Good grief!!! I just now realized I've made a huge gaffe! I could swear I typed "throstle," but I see that's not the case. Would an administrator please correct it?
For those of you who've already submitted daffynitions (including the right definition) please revise your submissions if you feel you need to. Also, I seek the definition you did NOT submit. There are two.
Geoff I edited your post as you requested. However, you can always edit your own posts; just click on the edit icon, the second icon at the bottom right of your post. It looks like folder with a pen or perhaps an eraser.
Build a man a fire and he's warm for a day. Set a man on fire and he's warm for the rest of his life.
I regret my erroneous original spelling, and my forgetting the commonly known definition which some, if not most, of you know. Bonus points if you know them both.
1. An iron transverse support for a trestle or bridge.
2. A type of thread spinning machine.
3. Northern English dialect word for a thrush.
4. To rudely push people out of your way.
5. A table used by thatchers to trim reeds to the correct length.
6. A small songbird found mostly in the West of Scotland.
7. v.t., to narrow or choke; alt. for THROTTLE.
8. (arch, coll) 19th-c term for a rude jostle delivered by a male to a female, where the identity of the throstler is hidden by a crowd.
Thinking out loud: -- 1 is unabashed about exploiting "trestle" to attract a Feeling of Rightness -- 2 invokes thimble and thread for the same purpose -- 3 and 6 are the same and thereby disqualify each other. 4 and 8 ditto ditto -- 5 thatchers and trim... -- 7 brazenly suggests throttle -- 9 Doesn't sound like slang - too many syllables for slang. Doesn't rhyme with anything Cockney I can think of...
Don't like it, but it's all that's left.
Hoist by my own petard! I'd rather it be 4 or 2, but the process of elimination says I have to vote for 9. If that's the right answer it's purely by induction, not knowledge.
Except...isn't West of Scotland North of England? (Pardon my USian lack of sensibililty - insert "UK" wherever appropriate, even though in some respects it's not so U)

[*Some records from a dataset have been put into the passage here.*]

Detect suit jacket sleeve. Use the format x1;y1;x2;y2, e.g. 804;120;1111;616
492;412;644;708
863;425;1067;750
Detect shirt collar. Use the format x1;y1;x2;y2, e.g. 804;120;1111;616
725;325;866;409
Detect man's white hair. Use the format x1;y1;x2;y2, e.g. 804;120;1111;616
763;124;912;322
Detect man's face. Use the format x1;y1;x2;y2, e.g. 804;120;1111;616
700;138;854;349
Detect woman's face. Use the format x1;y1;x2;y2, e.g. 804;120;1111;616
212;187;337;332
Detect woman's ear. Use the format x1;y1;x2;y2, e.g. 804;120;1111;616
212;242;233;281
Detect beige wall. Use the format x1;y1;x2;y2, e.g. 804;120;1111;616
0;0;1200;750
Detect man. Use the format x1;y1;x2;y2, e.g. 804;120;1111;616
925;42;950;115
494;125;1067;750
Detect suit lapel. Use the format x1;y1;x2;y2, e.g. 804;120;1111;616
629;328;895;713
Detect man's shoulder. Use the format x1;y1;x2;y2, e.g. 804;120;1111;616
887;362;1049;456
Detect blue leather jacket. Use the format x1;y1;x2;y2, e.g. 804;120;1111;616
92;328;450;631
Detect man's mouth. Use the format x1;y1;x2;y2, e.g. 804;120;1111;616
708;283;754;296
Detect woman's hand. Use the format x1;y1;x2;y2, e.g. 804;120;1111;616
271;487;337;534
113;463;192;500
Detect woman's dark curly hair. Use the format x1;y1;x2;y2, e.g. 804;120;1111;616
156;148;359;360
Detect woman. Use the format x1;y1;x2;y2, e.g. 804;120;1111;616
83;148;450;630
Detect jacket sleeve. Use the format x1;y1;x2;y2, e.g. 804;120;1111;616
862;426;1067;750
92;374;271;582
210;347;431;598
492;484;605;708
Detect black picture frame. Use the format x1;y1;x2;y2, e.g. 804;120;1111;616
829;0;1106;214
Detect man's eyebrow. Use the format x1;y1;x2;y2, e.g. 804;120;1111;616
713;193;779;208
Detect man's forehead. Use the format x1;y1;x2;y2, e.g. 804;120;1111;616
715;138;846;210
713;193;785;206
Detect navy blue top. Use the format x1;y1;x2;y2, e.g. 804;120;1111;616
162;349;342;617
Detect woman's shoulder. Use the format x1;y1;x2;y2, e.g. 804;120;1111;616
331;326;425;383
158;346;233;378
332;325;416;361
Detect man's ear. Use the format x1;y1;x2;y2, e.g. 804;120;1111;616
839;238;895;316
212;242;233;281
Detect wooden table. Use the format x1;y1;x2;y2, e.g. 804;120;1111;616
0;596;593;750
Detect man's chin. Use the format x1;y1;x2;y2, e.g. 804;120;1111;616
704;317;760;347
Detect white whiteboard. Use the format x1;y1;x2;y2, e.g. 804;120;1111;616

As some of you know, one definitionis a thrush, regardless of where said bird lives.
The other definition is #2, a spinning machine. How the term came about I know not, but I found it in the book, The Empire of Cotton: A Global History by Sven Beckert.
Because I still don't know how to cutand paste stuff with this mouseless crotch top computer I'll let y'all tell us what daffynitions are yours.